Nick Gillespie has a good interview with Eugene Volokh of the famed law blog The Volokh Conspiracy.
Among the most interesting highlights are his discussion of the cake baker and anti-discrimination laws. Volokh makes the important distinction between whether a law is right by libertarian, that is, pro-freedom, standards and whether a law is constitutional. He points out that the constitutional screen for laws has wider holes in it that the libertarian screen. (These are my words for his thoughts.) I need to keep reminding myself that. Of course, as a legal scholar who teaches, I assume, constitutional law, his instinct is always to go to whether the law is constitutional, not whether the law is right.
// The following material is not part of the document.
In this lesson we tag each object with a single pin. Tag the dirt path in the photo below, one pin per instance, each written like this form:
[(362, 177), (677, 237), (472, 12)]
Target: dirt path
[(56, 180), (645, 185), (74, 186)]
I wish Nick Gillespie or whoever wrote up the brief intro had kept that in mind. The writeup says:
In a wide-ranging interview about The Volokh Conspiracy, Volokh discussed the site's aims, why he thinks the government is sometimes right to force business owners to serve customers they don't like
But Volokh didn't even address the issue of whether it's right. His argument was solely about whether the constitution allows such laws, not about whether the government is right in having such laws.
The other most interesting parts, near the end, are on what he sees as Trump's largely first-rate picks for federal judges and his point that the Supreme Court does not have as much effect on policy as many people think.